C/C++

A Frame-Based Message-Passing Parser for C

By Robert Kiesling, February 01, 2006

Ctalk, an object-oriented preprocessor for ANSI C, contains a novel parser design that's well suited to interpreting object-oriented languages.

A message-passing parser makes it easy to evaluate and interpret object-oriented languages, because the parser design allows the language interpreter to evaluate language references and the objects they refer to within their context.

The program described in this article, ctalk, is an object-oriented preprocessor for ANSI C that allows programmers to include language features such as classes, objects, and methods in C programs.

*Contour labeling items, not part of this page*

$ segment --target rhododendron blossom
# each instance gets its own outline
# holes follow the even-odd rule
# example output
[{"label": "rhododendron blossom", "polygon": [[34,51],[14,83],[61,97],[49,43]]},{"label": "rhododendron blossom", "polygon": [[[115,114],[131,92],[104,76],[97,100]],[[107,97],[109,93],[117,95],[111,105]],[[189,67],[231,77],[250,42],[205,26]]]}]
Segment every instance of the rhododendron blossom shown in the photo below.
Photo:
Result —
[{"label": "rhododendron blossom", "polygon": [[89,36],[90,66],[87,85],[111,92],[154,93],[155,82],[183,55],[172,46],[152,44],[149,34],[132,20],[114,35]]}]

Ctalk is an offshoot of a project to write an interpreter for the Smalltalk language, and ctalk's design owes much to the object-oriented concepts and terminology of Smalltalk's design.

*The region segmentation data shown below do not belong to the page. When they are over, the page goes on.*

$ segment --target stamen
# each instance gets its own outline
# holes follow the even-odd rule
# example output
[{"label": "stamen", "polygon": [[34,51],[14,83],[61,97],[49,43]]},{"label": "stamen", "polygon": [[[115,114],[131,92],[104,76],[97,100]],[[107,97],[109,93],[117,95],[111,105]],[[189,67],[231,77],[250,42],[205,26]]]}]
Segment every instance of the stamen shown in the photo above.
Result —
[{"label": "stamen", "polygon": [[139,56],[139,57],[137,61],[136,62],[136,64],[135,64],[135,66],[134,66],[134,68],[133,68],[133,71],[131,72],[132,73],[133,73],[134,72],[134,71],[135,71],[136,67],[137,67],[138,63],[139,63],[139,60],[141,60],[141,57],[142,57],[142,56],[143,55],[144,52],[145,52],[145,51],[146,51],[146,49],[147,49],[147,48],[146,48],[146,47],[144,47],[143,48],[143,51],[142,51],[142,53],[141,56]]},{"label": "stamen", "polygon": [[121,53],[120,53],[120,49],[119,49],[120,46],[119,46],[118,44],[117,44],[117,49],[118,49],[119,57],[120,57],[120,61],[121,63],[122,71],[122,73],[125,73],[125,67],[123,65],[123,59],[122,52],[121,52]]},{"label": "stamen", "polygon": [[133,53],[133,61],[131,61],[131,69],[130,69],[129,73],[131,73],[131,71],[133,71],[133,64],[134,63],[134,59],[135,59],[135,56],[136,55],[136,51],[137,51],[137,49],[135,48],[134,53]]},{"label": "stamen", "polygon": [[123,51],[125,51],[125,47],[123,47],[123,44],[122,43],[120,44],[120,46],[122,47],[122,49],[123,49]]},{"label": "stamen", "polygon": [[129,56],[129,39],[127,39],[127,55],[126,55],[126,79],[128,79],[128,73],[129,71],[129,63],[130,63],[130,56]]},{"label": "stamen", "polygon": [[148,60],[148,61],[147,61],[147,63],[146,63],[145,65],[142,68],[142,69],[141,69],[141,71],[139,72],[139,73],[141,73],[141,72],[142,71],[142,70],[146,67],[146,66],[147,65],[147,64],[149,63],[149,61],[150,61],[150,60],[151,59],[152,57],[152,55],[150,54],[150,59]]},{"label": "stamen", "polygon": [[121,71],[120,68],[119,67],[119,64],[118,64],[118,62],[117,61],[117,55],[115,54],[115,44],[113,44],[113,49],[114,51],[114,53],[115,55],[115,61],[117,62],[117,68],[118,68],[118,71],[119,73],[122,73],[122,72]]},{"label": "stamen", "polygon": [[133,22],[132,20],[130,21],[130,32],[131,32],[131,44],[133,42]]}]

In addition, unlike object-oriented extensions to the C language, such as C++ and Objective C, ctalk's design is intended to require as little change to the C source code as possible.

Lexical Analysis And Messages

As with most languages, evaluation requires multiple passes through the input source code. Ctalk's first parser pass performs lexical analysis, splits the input into messages that are stored on the parser's message stack, and adds stack frames for use by the language interpreter in later evaluation steps.

Figure 1 shows the steps the parser uses to create messages and frames, and analyze the messages. The creation and function of stack frames is subsequently described.

Figure 1: The steps the parser uses to create messages and frames, and analyze the messages.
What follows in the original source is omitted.